Tresler shouted again, and more sharply. This time his summons had its effect. It brought an answer—an answer that set him off into a fresh burst of laughter.
“Gorl darn it, boys,” came a peevish voice, from amidst the blanket, “’tain’t smart, neither, playin’ around when a feller’s kind o’ roundin’ up his plug. How’m I goin’ to cut that all-fired buckskin out o’ the bunch wi’ you gawkin’ around like a reg’ment o’ hoboes? Ef you don’t reckon to fool any, why, some o’ you git around an’ head him off from the rest of ’em. I’d do it myself on’y my cussed legs has given out.”
“Boys, eh?” Tresler was still laughing, but he checked his mirth sufficiently to answer, “Why, man, it’s the whisky that’s fooling you. There are no ‘boys,’ and no ‘bunch’ of horses here. Just your horse and mine; and I’ve got them both safe enough. You’re drunk, Joe—beastly drunk.”
Joe suddenly struggled to his feet and stood swaying uncertainly, but trying hard to steady himself.
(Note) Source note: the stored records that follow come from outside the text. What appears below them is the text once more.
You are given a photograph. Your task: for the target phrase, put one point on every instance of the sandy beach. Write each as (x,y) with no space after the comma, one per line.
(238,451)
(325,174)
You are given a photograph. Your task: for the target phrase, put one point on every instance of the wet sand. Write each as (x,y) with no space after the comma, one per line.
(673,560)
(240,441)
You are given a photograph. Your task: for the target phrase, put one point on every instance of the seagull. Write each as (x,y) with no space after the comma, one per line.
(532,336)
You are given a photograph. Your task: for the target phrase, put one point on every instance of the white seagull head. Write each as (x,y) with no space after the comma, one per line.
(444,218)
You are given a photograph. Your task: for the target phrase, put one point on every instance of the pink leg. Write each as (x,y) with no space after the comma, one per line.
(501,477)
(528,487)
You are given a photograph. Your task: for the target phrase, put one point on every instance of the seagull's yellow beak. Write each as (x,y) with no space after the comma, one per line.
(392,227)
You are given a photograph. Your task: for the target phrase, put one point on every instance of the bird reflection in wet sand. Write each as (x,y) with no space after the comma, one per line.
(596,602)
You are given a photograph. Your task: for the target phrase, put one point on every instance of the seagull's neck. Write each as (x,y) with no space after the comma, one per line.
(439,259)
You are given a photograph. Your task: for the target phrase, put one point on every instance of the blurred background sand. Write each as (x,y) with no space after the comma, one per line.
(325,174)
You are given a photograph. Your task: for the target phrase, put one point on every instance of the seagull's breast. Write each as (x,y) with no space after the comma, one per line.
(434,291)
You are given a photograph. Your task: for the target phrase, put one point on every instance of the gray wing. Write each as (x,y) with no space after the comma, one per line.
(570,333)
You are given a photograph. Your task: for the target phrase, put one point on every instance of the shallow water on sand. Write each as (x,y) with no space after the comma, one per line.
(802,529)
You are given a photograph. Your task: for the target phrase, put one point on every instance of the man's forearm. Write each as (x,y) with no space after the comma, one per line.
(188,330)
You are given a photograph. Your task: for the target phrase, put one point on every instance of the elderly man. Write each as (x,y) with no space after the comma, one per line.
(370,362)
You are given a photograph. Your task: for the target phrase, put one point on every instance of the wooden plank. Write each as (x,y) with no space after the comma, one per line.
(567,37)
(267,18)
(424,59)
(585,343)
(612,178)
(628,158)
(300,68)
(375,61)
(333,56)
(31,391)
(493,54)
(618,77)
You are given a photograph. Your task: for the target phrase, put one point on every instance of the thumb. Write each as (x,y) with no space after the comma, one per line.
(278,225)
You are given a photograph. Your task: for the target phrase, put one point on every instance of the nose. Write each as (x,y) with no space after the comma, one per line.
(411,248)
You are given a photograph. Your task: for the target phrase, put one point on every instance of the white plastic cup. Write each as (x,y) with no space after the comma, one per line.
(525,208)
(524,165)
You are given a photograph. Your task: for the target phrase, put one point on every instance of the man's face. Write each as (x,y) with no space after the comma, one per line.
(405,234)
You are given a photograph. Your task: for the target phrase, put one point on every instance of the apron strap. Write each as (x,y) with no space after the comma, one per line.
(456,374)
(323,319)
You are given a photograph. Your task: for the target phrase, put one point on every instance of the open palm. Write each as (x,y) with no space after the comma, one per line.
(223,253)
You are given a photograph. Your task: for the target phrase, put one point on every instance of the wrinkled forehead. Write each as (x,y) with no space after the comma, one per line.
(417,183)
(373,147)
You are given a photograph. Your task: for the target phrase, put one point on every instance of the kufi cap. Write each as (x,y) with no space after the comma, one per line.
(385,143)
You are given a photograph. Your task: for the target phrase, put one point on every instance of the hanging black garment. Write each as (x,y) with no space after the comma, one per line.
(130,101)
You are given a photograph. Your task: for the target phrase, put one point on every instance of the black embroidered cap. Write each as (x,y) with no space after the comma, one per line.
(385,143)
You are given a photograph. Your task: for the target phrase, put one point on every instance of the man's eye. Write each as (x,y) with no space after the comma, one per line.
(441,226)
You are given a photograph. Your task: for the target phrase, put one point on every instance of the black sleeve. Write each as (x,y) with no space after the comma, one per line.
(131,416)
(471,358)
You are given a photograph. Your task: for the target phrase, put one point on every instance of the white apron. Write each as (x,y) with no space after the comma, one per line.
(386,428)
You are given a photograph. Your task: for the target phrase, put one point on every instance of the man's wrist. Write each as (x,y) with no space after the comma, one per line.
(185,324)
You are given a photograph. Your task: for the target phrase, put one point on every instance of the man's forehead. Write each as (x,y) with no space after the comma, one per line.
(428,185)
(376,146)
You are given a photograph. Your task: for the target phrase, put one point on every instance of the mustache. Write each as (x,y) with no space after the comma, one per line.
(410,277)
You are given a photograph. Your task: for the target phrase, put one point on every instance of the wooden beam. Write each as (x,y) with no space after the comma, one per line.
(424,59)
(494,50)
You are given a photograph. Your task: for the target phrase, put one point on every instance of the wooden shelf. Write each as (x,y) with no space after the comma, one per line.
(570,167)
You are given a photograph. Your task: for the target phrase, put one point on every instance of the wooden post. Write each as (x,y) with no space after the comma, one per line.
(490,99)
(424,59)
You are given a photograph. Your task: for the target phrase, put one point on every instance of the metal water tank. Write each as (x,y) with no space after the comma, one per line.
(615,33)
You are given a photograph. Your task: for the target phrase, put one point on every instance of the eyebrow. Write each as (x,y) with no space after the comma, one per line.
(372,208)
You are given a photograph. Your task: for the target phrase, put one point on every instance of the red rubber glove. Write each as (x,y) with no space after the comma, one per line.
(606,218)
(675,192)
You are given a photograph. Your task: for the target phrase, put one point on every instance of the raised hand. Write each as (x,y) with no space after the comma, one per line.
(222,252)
He focussed his eyes with much effort upon the tall figure before him, and then suddenly moved forward like a man crossing a brook on a single, narrow, and dangerously swaying plank. He all but pitched headlong into the waiting man as he reached him, and would undoubtedly have fallen to the ground but for the aid of a friendly hand thrust out to catch him. And while Tresler turned to pacify the two thoroughly frightened horses, the little man’s angry tones snapped out at him in what was intended for a dignified protest. In spite of his drunken condition, his words were distinct enough, though his voice was thick. After all, as he said, it was his legs that had given way.
“Guess you’re that blazin’ ‘tenderfoot’ Tresler,” he said, with all the sarcasm he was capable of at the moment. “Wal, say, Mr. a’mighty Tresler, ef it wa’n’t as you wus a ‘tenderfoot,’ I’d shoot you fer sayin’ I wus drunk. Savee? You bein’ a ‘tenderfoot,’ I’ll jest mention you’re side-tracked, you’re most on the scrap heap, you’ve left the sheer trail an’ you’re ditched. You’ve hit a gait you can’t travel, an’ don’t amount to a decent, full-sized jackass. Savee? I ain’t drunk. It’s drink; see? Carney’s rotgut. I tell you right here I’m sober, but my legs ain’t. Mebbe you’re that fool-headed you don’t savee the difference.”
Tresler restrained a further inclination to laugh. He had wasted too much time already, and was anxious to get back to the ranch. He quite realized that Joe knew what he was about, if his legs were hors-de-combat, for, after delivering himself of this, his unvarnished opinion, he wisely sought the safer vantage-ground of a sitting posture.
Tresler grabbed at the blanket and pulled it off his shoulders.
“What’s this?” he asked sharply.
Joe looked up, his little eyes sparkling with resentment.